Wiigh-Masak has tested her technique on dead pigs and cows. She immerses the carcasses in a bath of liquid nitrogen at less than ­196 °C, while bombarding them with ultrasound waves to crack open the tissue so the nitrogen can penetrate and deep-freeze the carcasses right to the core. Applying a vacuum removes water from the remains.

“What you are left with is a hygienic, odourless powder that is less than one per cent water,” Wiigh-Masak says. An 80 kilogram body produces about 20 kilograms of powder, which can be placed in a biodegradable coffin and buried in a shallow grave.

Life after death

Wiigh-Masak says she has had a number of inquiries from funeral homes. Many run crematoria that will soon have to be updated to meet Swedish emissions laws, she says, and adopting her technology would be cheaper than upgrading them. She estimates the cost of freeze-drying bodies will be comparable to that of cremation.

Swedish law states that bodies must be embalmed and buried metres underground.
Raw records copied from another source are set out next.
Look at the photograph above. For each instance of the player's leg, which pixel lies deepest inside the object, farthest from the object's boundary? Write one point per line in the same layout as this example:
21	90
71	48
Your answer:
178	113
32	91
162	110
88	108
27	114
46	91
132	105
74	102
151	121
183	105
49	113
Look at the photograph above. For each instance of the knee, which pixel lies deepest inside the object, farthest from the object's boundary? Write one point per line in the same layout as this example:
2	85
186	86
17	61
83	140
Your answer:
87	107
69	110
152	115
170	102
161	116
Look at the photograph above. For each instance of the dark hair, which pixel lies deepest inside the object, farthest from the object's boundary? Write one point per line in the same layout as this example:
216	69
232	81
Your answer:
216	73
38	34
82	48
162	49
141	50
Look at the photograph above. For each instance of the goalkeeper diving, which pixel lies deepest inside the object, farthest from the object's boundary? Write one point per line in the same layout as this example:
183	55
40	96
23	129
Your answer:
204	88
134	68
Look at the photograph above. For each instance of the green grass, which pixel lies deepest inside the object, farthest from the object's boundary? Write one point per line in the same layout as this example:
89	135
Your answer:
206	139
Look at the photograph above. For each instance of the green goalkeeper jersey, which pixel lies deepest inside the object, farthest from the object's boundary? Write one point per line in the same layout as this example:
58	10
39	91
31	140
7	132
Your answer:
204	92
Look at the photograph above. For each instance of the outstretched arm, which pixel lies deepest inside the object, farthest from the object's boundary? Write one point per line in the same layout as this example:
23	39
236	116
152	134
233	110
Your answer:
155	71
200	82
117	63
But Wiigh-Masak says it is likely that the law will be relaxed to allow freeze-drying. In a recent newspaper poll in Sweden, 40 per cent of those questioned said they approved of the method, while very few actively opposed it. The Church of Sweden also gave her its blessing. “My method is very close to their reading of the Bible,” she says.

The Church of England would probably accept the procedure too, so long as it’s done in a dignified manner, says Geoffrey Rowell, the Bishop of Basingstoke and chair of a multi-faith committee on funerals. “The concern of the Church is that bodies are reverently disposed of,” he says.